PARKERSBURG - A group of area people took a walk Sunday to see what plants were thriving in wintertime.
Several people participated in the Winter Walk at the 12-acre arboretum behind Edison Middle School, walking along trails for about a mile through the wooded area as members of the Wood County Master Gardeners pointed out plants of interest.
Participants were thankful that temperatures were up in the 40s Sunday as opposed to the below-zero temperatures the area experienced early last week.
Members of the Wood County Master Gardeners conducted a Winter Walk on Sunday at the 12-acre arboretum behind Edison Middle School in south Parkersburg. Pictured are, from left, Joyce McDougle, Pam Lutz, John Sheets and Judi White.
"We are just getting out for some winter exercise," said Judi White, the guide for Sunday's walk. "Once you get out, it is not as bad as it seems. You warm up.
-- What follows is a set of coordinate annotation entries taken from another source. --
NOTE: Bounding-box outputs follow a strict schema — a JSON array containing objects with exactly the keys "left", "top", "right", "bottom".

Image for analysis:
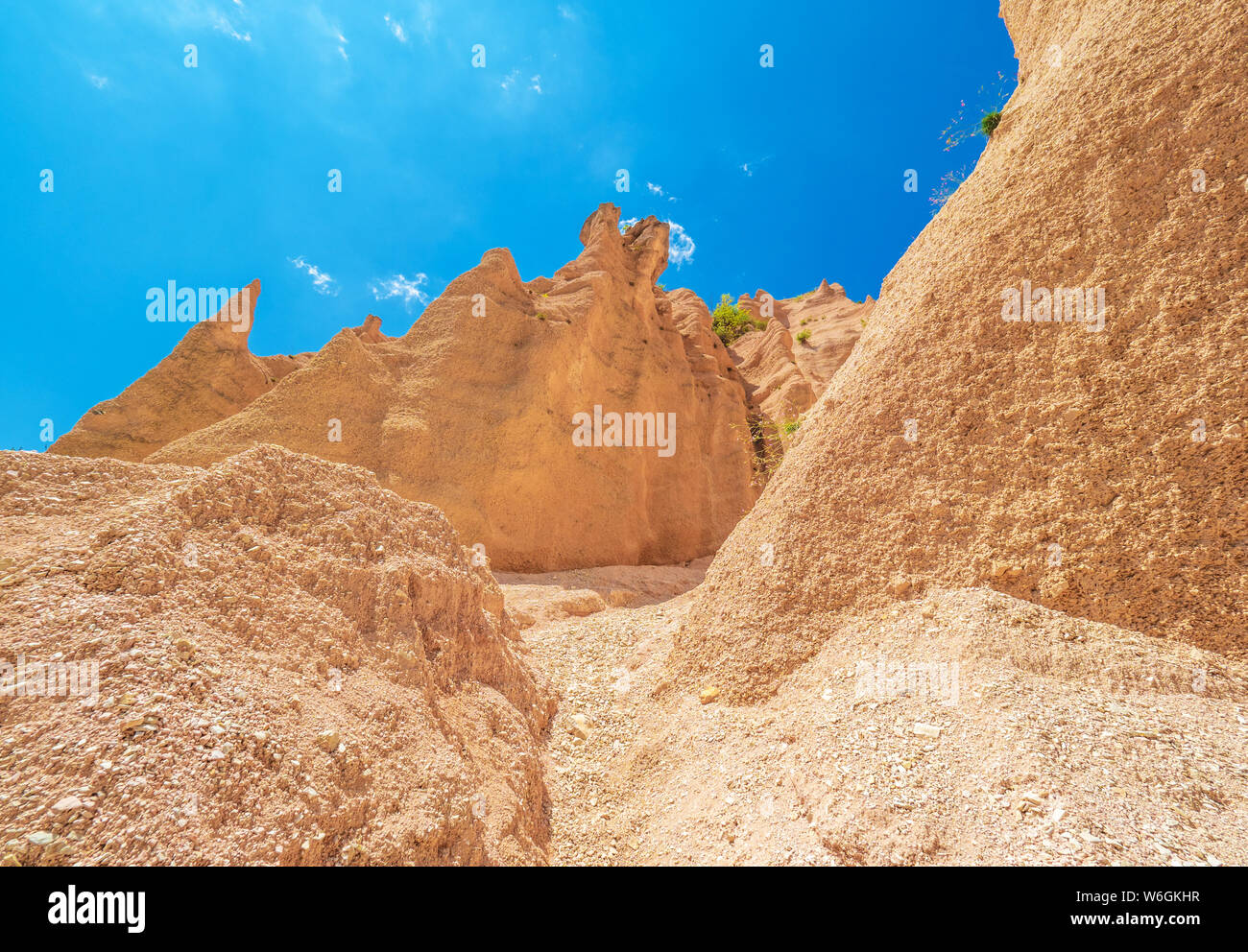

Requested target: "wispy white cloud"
[
  {"left": 620, "top": 219, "right": 698, "bottom": 269},
  {"left": 287, "top": 254, "right": 338, "bottom": 297},
  {"left": 737, "top": 156, "right": 771, "bottom": 178},
  {"left": 416, "top": 0, "right": 433, "bottom": 42},
  {"left": 668, "top": 221, "right": 698, "bottom": 269},
  {"left": 386, "top": 13, "right": 407, "bottom": 42},
  {"left": 369, "top": 274, "right": 429, "bottom": 311},
  {"left": 211, "top": 12, "right": 251, "bottom": 42}
]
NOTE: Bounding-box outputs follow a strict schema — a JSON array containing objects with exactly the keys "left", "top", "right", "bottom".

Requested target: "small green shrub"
[{"left": 711, "top": 295, "right": 766, "bottom": 346}]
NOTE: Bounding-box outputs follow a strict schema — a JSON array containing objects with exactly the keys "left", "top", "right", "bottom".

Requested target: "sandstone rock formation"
[
  {"left": 729, "top": 281, "right": 875, "bottom": 425},
  {"left": 58, "top": 204, "right": 756, "bottom": 571},
  {"left": 0, "top": 446, "right": 553, "bottom": 865},
  {"left": 49, "top": 281, "right": 309, "bottom": 462},
  {"left": 673, "top": 0, "right": 1248, "bottom": 700}
]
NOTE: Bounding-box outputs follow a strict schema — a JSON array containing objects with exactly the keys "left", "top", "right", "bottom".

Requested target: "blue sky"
[{"left": 0, "top": 0, "right": 1018, "bottom": 449}]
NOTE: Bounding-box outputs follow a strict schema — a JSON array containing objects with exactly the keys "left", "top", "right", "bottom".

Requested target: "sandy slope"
[{"left": 504, "top": 568, "right": 1248, "bottom": 865}]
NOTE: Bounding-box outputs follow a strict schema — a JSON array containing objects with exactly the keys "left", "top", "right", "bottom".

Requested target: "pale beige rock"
[
  {"left": 674, "top": 0, "right": 1248, "bottom": 699},
  {"left": 0, "top": 446, "right": 554, "bottom": 865}
]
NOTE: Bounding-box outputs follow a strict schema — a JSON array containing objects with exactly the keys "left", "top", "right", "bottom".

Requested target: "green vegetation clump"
[{"left": 711, "top": 295, "right": 768, "bottom": 346}]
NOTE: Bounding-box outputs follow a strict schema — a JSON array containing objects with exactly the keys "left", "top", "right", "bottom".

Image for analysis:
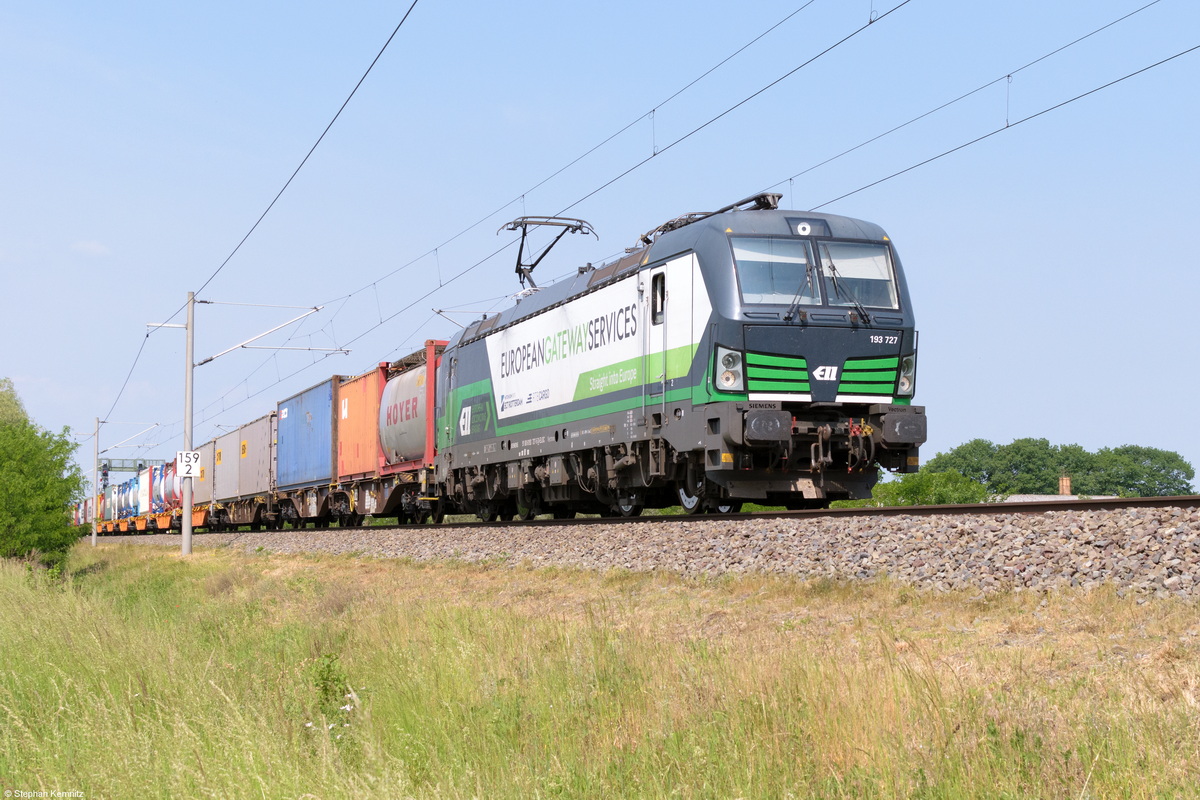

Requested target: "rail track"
[{"left": 104, "top": 495, "right": 1200, "bottom": 597}]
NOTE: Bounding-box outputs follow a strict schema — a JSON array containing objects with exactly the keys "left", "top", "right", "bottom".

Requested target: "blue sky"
[{"left": 0, "top": 0, "right": 1200, "bottom": 491}]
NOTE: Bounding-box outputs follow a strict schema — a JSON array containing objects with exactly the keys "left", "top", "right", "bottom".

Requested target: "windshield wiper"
[
  {"left": 821, "top": 245, "right": 871, "bottom": 325},
  {"left": 784, "top": 264, "right": 812, "bottom": 323}
]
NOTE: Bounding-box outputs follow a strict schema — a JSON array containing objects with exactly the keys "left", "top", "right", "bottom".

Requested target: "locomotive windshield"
[
  {"left": 733, "top": 236, "right": 821, "bottom": 306},
  {"left": 821, "top": 241, "right": 900, "bottom": 308},
  {"left": 731, "top": 236, "right": 900, "bottom": 308}
]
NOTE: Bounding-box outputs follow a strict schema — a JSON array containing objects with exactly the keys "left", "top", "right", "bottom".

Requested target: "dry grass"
[{"left": 0, "top": 546, "right": 1200, "bottom": 798}]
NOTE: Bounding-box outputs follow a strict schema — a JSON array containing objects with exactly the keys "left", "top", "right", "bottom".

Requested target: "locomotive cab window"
[
  {"left": 650, "top": 272, "right": 667, "bottom": 325},
  {"left": 820, "top": 241, "right": 900, "bottom": 308},
  {"left": 731, "top": 236, "right": 821, "bottom": 306}
]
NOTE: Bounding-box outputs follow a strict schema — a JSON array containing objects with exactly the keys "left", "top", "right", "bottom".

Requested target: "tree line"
[
  {"left": 839, "top": 438, "right": 1195, "bottom": 506},
  {"left": 0, "top": 378, "right": 90, "bottom": 566}
]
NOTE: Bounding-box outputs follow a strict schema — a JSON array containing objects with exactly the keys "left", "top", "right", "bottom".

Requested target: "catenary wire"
[
  {"left": 809, "top": 44, "right": 1200, "bottom": 211},
  {"left": 764, "top": 0, "right": 1162, "bottom": 191}
]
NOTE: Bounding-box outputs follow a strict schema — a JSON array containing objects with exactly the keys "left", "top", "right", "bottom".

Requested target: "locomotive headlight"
[
  {"left": 716, "top": 347, "right": 745, "bottom": 392},
  {"left": 896, "top": 355, "right": 917, "bottom": 395}
]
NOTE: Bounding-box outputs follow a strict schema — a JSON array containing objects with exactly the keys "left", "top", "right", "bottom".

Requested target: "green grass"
[{"left": 0, "top": 545, "right": 1200, "bottom": 798}]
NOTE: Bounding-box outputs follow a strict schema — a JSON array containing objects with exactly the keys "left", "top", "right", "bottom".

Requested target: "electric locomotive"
[{"left": 433, "top": 194, "right": 926, "bottom": 519}]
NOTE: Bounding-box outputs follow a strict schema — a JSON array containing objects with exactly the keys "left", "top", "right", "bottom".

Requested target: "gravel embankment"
[{"left": 104, "top": 507, "right": 1200, "bottom": 596}]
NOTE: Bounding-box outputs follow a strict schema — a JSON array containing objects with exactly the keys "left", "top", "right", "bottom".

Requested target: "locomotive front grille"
[
  {"left": 746, "top": 353, "right": 809, "bottom": 392},
  {"left": 838, "top": 357, "right": 900, "bottom": 397}
]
You can still get exercise outside."
White brought along a book on winter buds to see if they might be able to find some.
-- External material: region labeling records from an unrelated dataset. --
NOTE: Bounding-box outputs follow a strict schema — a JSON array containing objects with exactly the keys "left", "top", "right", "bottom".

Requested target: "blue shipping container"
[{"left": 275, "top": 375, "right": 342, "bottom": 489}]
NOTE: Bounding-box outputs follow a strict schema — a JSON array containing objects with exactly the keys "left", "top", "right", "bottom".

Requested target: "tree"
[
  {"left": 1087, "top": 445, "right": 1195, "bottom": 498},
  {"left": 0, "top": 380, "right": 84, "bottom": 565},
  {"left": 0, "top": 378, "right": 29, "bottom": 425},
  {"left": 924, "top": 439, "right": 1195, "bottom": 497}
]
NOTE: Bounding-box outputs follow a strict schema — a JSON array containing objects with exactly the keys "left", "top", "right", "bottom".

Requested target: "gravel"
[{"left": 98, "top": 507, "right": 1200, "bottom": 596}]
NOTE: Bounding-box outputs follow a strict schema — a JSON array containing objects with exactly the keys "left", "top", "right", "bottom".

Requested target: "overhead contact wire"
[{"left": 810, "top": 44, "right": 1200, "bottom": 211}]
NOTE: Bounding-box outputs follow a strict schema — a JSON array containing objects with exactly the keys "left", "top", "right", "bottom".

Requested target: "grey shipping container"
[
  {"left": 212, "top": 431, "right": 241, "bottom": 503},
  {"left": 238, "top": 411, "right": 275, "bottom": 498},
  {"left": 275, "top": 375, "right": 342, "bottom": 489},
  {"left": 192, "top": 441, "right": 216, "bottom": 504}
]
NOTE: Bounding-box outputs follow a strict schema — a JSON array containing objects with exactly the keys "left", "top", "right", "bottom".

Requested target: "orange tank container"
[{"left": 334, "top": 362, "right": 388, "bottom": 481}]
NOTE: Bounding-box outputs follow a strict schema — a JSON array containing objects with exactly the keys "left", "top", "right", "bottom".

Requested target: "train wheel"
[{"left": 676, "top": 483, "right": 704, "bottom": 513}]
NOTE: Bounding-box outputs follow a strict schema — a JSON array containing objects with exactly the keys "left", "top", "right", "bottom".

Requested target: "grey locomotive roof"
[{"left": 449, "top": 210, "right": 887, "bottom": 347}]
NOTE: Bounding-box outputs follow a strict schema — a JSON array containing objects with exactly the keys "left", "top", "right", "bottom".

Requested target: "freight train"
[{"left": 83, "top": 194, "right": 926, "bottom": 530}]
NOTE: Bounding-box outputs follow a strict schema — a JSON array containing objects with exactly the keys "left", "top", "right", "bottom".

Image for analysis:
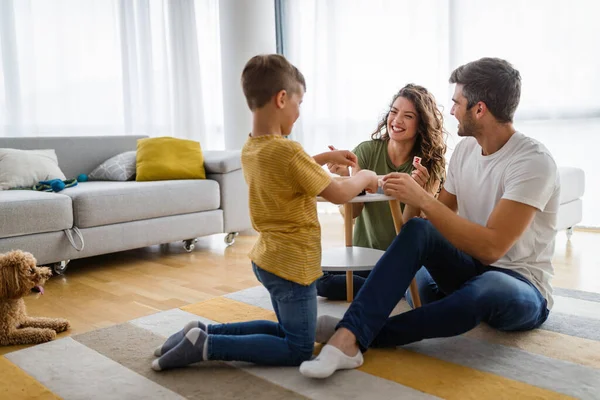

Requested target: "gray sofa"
[{"left": 0, "top": 136, "right": 251, "bottom": 273}]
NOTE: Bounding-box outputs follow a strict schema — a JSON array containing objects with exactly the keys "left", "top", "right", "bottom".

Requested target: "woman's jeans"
[{"left": 338, "top": 218, "right": 549, "bottom": 351}]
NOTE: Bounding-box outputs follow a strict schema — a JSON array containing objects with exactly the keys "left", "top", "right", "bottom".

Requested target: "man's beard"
[{"left": 457, "top": 114, "right": 477, "bottom": 137}]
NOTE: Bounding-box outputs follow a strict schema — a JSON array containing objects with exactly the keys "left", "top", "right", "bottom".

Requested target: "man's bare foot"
[{"left": 327, "top": 328, "right": 360, "bottom": 357}]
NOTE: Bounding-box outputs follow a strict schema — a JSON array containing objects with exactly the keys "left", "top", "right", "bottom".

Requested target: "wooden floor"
[{"left": 0, "top": 214, "right": 600, "bottom": 354}]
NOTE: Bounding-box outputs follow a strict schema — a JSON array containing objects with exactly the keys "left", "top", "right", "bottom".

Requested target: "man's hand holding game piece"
[{"left": 410, "top": 157, "right": 429, "bottom": 188}]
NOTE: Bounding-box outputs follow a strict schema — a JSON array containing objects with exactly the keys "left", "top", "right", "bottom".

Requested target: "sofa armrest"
[
  {"left": 203, "top": 150, "right": 242, "bottom": 174},
  {"left": 204, "top": 150, "right": 252, "bottom": 233}
]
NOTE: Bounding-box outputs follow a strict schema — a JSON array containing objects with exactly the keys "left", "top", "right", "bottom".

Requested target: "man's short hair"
[
  {"left": 242, "top": 54, "right": 306, "bottom": 111},
  {"left": 450, "top": 58, "right": 521, "bottom": 122}
]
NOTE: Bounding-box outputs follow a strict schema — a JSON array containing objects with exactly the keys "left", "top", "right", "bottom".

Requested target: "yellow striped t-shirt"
[{"left": 242, "top": 135, "right": 331, "bottom": 285}]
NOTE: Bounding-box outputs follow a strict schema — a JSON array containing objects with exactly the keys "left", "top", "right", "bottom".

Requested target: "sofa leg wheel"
[
  {"left": 225, "top": 232, "right": 240, "bottom": 246},
  {"left": 183, "top": 239, "right": 198, "bottom": 253},
  {"left": 567, "top": 227, "right": 573, "bottom": 240},
  {"left": 49, "top": 260, "right": 70, "bottom": 275}
]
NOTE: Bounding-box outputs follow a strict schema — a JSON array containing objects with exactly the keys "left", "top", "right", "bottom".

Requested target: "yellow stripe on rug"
[
  {"left": 180, "top": 297, "right": 277, "bottom": 324},
  {"left": 181, "top": 297, "right": 571, "bottom": 400},
  {"left": 0, "top": 357, "right": 60, "bottom": 400}
]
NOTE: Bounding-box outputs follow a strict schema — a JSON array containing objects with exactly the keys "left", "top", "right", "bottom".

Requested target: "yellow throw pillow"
[{"left": 135, "top": 137, "right": 206, "bottom": 181}]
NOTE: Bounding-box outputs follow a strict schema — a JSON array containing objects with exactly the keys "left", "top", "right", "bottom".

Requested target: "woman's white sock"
[{"left": 300, "top": 344, "right": 363, "bottom": 379}]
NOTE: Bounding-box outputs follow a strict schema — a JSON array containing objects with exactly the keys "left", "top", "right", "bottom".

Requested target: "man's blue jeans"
[
  {"left": 338, "top": 218, "right": 548, "bottom": 351},
  {"left": 207, "top": 263, "right": 317, "bottom": 366}
]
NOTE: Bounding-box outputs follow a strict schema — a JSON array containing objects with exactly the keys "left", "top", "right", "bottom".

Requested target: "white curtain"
[
  {"left": 283, "top": 0, "right": 600, "bottom": 226},
  {"left": 284, "top": 0, "right": 449, "bottom": 153},
  {"left": 0, "top": 0, "right": 223, "bottom": 149}
]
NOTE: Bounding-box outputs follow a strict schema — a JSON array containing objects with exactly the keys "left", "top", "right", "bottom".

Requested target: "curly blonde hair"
[{"left": 371, "top": 83, "right": 448, "bottom": 193}]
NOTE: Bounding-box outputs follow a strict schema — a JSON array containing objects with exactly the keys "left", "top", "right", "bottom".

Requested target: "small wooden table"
[{"left": 317, "top": 193, "right": 421, "bottom": 308}]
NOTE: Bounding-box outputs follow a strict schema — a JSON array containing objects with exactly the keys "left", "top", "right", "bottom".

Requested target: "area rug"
[{"left": 0, "top": 287, "right": 600, "bottom": 400}]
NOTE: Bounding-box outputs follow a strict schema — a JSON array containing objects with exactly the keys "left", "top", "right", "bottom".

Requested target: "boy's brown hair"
[{"left": 242, "top": 54, "right": 306, "bottom": 111}]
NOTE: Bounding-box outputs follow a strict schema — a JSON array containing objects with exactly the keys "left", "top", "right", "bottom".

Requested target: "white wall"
[{"left": 219, "top": 0, "right": 277, "bottom": 150}]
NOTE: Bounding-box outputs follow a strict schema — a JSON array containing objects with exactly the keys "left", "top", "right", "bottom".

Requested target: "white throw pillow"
[
  {"left": 0, "top": 149, "right": 66, "bottom": 190},
  {"left": 88, "top": 150, "right": 136, "bottom": 181}
]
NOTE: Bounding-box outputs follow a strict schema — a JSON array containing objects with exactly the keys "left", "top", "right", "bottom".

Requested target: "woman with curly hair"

"Dogwoods are about the only thing I can identify in the winter," White said with a laugh.
Some of the participants mentioned being able to identify holly and beechwood trees.
"Surprisenly, there is still a lot of green out," White said.
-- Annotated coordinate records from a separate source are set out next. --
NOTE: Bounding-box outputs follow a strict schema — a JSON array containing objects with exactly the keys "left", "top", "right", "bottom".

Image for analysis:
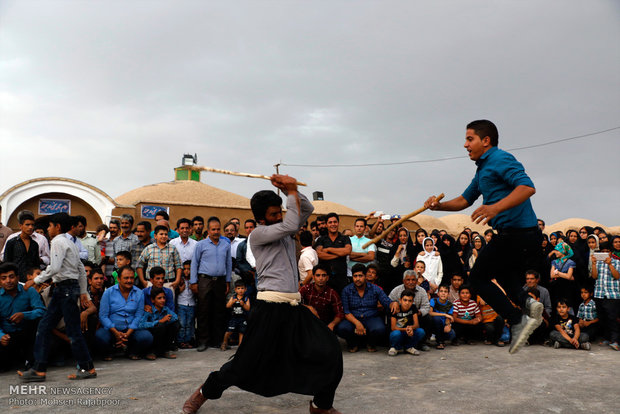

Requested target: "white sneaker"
[{"left": 405, "top": 347, "right": 420, "bottom": 355}]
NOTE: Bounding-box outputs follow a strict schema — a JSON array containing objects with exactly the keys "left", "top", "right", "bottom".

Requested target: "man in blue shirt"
[
  {"left": 336, "top": 263, "right": 400, "bottom": 352},
  {"left": 189, "top": 217, "right": 232, "bottom": 352},
  {"left": 424, "top": 120, "right": 543, "bottom": 353},
  {"left": 0, "top": 262, "right": 45, "bottom": 372}
]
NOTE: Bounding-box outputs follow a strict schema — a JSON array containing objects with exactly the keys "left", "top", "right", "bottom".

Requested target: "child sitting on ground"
[
  {"left": 549, "top": 299, "right": 590, "bottom": 351},
  {"left": 477, "top": 296, "right": 506, "bottom": 346},
  {"left": 177, "top": 260, "right": 196, "bottom": 349},
  {"left": 452, "top": 285, "right": 482, "bottom": 344},
  {"left": 429, "top": 285, "right": 456, "bottom": 349},
  {"left": 220, "top": 280, "right": 250, "bottom": 351},
  {"left": 138, "top": 287, "right": 179, "bottom": 361},
  {"left": 388, "top": 289, "right": 426, "bottom": 356},
  {"left": 577, "top": 287, "right": 599, "bottom": 340}
]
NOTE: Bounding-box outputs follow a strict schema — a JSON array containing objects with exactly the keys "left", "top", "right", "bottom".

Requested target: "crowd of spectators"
[{"left": 0, "top": 210, "right": 620, "bottom": 370}]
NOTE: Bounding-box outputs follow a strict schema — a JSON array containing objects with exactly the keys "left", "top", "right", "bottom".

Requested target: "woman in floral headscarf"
[{"left": 549, "top": 239, "right": 577, "bottom": 309}]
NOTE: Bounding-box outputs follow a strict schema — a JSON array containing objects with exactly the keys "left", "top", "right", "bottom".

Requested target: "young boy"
[
  {"left": 220, "top": 280, "right": 250, "bottom": 351},
  {"left": 388, "top": 289, "right": 426, "bottom": 356},
  {"left": 452, "top": 286, "right": 482, "bottom": 344},
  {"left": 477, "top": 296, "right": 506, "bottom": 346},
  {"left": 177, "top": 260, "right": 196, "bottom": 349},
  {"left": 549, "top": 299, "right": 590, "bottom": 351},
  {"left": 577, "top": 287, "right": 599, "bottom": 340},
  {"left": 138, "top": 286, "right": 179, "bottom": 361},
  {"left": 429, "top": 285, "right": 456, "bottom": 349}
]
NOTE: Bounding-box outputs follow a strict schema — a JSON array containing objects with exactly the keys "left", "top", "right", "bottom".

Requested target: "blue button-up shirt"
[
  {"left": 462, "top": 147, "right": 537, "bottom": 230},
  {"left": 342, "top": 283, "right": 392, "bottom": 319},
  {"left": 0, "top": 284, "right": 46, "bottom": 338},
  {"left": 189, "top": 237, "right": 232, "bottom": 284},
  {"left": 99, "top": 285, "right": 144, "bottom": 331}
]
Sunday's walk was something to do for Joyce McDougle of Parkersburg. She has worked on a number of projects with the Master Gardeners and said she always learns something new on the walks.
"I find it interesting," she said. "I have always been a nature nut.
"Spring , winter... whatever, I just like to see what is going on."
Pam Lutz had read about the walk and decided to be a part of it. She was planning to take a walk anyway on Sunday so she decided to come along on the Winter Walk.
John Sheets, of the Master Gardeners, brought his rescue dog Rex along for Sunday's walk. Sheets also pointed out the arboretum grounds have also had some recent vandalism problems.
Last month, someone stole 150-180 feet of the toprail they used to repair part of the fence around the arboretum.
"We go to all the trouble of getting it over here and someone carries it out," he said. "It is a neverending battle.
"You want to fix something up and someone else wants to tear it down."
Sheets believes it probably ended up in a scrapyard somewhere, all cut up.
"It is always an ongoing battle," he said.
The walk was put on by the Wood County Master Gardeners, which adopted the arboretum in south Parkersburg in 2002.